ミラノ・コルティナ五輪 フィギュア男子フリーでマリニンが大失速、緊張で4回転半失敗
2026年ミラノ・コルティナオリンピックは2月13日(日本時間14日)、フィギュアスケート男子フリーが行われ、ショートプログラム(SP)で首位に立っていたアメリカのイリア・マリニンが、緊張によるミスで演技を崩し、8位に終わった。金メダルはカザフスタンのミハイル・シャイドロフが獲得し、日本からは鍵山優真(オリエンタルバイオ)が銀メダル、佐藤駿(エームサービス)が銅メダルを手にした。三浦佳生(オリエンタルバイオ)は13位だった。
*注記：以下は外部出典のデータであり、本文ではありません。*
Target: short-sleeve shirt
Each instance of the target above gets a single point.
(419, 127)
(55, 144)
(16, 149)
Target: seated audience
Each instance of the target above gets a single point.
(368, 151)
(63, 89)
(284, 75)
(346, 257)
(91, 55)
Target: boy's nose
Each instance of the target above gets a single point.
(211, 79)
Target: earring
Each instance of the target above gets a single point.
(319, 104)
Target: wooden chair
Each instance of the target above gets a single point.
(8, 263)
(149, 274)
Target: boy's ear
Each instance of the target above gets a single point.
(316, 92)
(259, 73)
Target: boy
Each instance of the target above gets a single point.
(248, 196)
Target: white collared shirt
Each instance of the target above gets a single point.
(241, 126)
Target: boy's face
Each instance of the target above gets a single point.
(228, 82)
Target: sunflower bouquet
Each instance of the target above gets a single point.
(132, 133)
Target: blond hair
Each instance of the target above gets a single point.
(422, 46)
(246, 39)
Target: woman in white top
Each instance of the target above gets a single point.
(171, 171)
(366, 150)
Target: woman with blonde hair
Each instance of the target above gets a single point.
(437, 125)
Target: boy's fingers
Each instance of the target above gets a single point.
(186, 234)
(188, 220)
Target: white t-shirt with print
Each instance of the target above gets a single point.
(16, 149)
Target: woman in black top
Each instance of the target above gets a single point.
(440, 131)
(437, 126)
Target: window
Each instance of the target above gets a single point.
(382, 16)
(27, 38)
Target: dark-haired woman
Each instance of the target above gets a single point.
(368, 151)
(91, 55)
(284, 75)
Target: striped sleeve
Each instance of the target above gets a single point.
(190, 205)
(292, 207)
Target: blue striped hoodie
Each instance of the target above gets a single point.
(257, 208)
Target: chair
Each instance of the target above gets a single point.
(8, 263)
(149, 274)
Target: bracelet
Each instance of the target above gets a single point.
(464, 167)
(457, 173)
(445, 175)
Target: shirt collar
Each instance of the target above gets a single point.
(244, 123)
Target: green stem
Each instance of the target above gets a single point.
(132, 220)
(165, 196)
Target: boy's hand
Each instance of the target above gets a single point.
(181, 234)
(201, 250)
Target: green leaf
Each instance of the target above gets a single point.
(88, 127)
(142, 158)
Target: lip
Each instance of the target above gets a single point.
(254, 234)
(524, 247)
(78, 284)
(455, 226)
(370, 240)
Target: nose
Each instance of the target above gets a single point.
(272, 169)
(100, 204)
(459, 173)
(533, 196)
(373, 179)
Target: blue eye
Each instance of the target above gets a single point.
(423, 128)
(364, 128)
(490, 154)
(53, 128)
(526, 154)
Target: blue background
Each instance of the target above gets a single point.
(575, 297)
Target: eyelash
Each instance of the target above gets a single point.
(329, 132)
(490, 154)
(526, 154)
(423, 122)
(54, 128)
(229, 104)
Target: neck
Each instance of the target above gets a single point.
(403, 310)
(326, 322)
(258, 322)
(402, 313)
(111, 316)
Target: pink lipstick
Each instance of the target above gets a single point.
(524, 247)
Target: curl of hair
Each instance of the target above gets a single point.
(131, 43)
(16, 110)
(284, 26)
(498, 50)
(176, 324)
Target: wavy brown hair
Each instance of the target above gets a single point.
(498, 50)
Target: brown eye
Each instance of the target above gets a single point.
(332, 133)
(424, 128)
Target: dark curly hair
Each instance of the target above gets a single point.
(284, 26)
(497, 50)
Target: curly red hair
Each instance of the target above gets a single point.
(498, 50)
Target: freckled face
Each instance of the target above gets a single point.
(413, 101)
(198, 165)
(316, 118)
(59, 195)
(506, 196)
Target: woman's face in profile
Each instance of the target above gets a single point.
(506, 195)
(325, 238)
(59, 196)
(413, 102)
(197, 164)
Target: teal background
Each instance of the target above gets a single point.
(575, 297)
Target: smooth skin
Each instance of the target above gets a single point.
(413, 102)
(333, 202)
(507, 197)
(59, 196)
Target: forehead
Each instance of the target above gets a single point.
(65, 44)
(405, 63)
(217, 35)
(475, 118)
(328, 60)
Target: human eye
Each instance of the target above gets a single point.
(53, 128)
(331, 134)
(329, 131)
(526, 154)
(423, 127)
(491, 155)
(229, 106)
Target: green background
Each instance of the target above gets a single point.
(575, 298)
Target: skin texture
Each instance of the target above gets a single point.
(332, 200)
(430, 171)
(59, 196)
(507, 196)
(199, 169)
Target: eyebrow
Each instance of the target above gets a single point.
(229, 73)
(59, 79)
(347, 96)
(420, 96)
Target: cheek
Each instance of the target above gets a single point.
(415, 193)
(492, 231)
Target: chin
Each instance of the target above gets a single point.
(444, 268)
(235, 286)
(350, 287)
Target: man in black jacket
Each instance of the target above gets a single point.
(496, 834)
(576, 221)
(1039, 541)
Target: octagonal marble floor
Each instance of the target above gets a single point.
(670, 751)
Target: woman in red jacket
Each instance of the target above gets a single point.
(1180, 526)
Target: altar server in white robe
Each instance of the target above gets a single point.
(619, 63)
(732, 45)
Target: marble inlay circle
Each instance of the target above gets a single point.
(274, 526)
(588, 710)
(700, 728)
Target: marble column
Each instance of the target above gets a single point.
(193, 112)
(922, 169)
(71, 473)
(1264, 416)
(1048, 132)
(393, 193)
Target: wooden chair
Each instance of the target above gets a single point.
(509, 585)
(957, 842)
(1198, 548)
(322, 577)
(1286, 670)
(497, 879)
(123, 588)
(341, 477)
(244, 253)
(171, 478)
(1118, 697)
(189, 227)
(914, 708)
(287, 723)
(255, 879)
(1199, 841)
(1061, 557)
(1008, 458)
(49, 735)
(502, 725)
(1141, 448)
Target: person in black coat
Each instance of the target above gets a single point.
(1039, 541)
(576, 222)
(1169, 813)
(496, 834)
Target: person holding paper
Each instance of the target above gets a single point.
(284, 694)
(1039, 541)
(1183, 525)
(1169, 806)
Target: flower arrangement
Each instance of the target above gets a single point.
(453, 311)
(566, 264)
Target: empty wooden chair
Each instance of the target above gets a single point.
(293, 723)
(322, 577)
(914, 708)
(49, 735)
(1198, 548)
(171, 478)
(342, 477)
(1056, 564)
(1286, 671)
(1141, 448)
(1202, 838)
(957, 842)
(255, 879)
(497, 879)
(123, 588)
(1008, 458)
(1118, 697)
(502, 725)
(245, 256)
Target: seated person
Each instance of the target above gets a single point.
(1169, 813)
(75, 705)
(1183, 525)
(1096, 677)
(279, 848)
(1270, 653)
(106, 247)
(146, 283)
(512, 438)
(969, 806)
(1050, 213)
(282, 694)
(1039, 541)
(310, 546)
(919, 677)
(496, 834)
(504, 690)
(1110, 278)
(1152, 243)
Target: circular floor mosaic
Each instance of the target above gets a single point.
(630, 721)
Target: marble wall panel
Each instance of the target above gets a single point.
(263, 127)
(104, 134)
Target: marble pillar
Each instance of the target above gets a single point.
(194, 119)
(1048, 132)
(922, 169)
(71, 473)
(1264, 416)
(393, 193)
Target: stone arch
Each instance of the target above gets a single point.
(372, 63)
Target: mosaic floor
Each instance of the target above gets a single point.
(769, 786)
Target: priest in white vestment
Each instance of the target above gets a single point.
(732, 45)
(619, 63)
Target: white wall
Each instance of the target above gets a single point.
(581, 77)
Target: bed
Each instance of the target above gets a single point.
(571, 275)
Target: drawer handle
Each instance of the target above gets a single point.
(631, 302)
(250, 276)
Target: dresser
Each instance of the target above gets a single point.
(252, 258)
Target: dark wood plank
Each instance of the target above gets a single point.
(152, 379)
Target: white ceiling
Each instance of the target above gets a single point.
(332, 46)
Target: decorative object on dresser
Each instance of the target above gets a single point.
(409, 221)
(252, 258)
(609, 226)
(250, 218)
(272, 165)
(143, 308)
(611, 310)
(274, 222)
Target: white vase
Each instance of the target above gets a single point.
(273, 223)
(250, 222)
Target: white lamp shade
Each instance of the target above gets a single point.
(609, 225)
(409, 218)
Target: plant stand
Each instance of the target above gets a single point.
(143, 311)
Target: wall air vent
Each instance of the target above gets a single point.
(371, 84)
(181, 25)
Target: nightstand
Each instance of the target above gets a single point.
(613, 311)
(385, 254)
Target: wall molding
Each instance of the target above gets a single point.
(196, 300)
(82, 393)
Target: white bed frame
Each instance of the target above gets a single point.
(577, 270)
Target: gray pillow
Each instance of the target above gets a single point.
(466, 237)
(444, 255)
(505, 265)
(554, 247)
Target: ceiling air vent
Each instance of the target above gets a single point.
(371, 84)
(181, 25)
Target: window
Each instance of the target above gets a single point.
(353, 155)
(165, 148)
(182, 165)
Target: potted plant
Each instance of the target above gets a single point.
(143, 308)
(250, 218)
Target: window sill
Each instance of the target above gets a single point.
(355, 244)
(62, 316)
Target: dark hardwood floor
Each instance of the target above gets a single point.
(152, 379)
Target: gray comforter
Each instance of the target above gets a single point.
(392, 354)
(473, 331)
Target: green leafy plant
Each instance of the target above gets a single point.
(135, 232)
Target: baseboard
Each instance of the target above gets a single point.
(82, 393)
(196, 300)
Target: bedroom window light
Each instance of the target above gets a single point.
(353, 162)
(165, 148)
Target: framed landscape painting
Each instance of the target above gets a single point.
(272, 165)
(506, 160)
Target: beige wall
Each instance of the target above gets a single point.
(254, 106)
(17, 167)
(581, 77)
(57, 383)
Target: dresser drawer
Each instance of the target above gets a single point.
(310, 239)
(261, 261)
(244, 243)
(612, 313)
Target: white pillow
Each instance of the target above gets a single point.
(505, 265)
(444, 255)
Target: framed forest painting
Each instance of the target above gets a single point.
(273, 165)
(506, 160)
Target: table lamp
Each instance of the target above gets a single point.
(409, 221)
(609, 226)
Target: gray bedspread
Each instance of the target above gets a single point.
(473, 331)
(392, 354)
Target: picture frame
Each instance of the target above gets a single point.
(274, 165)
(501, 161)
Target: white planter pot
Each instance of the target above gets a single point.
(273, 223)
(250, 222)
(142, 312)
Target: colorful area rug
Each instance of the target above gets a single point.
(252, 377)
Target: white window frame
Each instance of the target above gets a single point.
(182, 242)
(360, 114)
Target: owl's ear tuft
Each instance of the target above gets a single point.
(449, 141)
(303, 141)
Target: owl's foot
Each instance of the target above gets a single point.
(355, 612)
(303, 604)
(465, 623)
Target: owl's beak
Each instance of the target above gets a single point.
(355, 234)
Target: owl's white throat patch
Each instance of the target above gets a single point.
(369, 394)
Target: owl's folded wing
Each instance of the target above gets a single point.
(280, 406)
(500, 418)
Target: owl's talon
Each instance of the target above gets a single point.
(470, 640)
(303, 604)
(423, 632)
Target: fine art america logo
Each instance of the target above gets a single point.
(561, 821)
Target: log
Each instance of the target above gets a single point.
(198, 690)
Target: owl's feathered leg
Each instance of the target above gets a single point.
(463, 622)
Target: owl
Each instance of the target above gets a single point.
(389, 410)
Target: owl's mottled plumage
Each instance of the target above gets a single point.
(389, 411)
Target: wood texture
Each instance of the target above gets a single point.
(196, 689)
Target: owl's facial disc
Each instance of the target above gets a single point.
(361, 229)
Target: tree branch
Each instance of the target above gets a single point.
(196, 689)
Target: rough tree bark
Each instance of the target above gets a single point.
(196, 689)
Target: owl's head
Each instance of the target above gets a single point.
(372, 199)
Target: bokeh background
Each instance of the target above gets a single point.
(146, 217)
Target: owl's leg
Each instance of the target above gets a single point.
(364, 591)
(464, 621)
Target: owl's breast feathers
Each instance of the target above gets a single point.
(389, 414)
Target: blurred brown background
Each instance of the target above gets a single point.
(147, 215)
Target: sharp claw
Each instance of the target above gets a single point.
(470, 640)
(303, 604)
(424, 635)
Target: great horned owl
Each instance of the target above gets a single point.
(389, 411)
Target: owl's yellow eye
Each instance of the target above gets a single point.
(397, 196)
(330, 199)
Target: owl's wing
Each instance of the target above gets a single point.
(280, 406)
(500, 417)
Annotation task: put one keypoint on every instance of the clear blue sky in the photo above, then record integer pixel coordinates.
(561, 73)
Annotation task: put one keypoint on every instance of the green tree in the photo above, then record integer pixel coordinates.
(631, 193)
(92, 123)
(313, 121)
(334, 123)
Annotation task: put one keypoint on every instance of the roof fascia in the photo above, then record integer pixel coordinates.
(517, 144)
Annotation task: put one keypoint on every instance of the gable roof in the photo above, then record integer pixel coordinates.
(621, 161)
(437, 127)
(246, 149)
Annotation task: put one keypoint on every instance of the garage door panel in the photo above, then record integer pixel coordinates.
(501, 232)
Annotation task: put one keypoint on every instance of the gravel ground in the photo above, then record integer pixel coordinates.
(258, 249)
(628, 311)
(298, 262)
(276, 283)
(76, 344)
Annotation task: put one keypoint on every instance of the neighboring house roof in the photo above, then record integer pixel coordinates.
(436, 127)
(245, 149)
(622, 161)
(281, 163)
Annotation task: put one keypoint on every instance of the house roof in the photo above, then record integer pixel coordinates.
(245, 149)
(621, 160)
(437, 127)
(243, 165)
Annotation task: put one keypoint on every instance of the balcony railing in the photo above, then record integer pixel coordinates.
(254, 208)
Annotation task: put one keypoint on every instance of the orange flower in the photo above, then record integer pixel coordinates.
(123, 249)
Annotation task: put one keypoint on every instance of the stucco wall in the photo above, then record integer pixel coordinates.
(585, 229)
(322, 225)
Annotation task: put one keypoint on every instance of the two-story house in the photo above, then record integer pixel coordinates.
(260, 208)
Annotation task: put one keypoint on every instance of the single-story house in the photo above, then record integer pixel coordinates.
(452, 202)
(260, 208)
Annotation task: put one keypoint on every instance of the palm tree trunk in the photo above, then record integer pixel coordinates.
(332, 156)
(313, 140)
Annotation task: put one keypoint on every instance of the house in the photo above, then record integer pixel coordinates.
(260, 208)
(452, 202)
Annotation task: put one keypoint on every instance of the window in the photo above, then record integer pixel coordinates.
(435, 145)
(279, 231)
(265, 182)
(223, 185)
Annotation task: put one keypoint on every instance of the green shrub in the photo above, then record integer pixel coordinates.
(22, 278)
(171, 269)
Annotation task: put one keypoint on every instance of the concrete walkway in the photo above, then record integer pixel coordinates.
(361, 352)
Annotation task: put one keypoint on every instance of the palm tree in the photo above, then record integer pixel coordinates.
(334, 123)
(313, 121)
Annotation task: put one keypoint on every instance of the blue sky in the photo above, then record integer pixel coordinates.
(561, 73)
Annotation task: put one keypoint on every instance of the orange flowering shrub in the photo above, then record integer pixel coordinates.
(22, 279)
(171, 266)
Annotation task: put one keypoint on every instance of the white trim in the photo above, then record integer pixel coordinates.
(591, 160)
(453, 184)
マリニン、4回転半ジャンプが1回転に 2度の転倒で失速
マリニンは、6種類7本の4回転ジャンプを組み込んだ高難度の構成で臨んだが、最大の見せ場であるクワッドアクセル(4回転半ジャンプ)で、2022年北京五輪で羽生結弦が挑戦した技を再現しようとしたものの、緊張のあまり1回転しか回転できず、着地に失敗。さらに演技中に2度の転倒を喫し、我を失った状態で演技を終えた。SP首位からフリーでは15位と大きく順位を落とし、合計で8位という結果に、会場からは悲鳴やため息が漏れた。
「緊張に押しつぶされた」とマリニンが心境を語る
金メダル最有力候補と目されていた21歳のマリニンは、試合後に肩を落としながら、「緊張に押しつぶされて消極的な考えばかり湧いてきて、対処できなくなってしまった」とコメント。五輪の大舞台でのプレッシャーに苦しんだ様子を明かした。一方、鍵山優真は安定した演技で銀メダルを獲得し、佐藤駿も銅メダルを掴み取る活躍を見せた。
この試合は、ミラノ・コルティナ五輪のフィギュアスケート男子種目における激戦を象徴するものとなり、選手たちのメンタルの重要性が改めて浮き彫りになった。今後の競技展開にも注目が集まっている。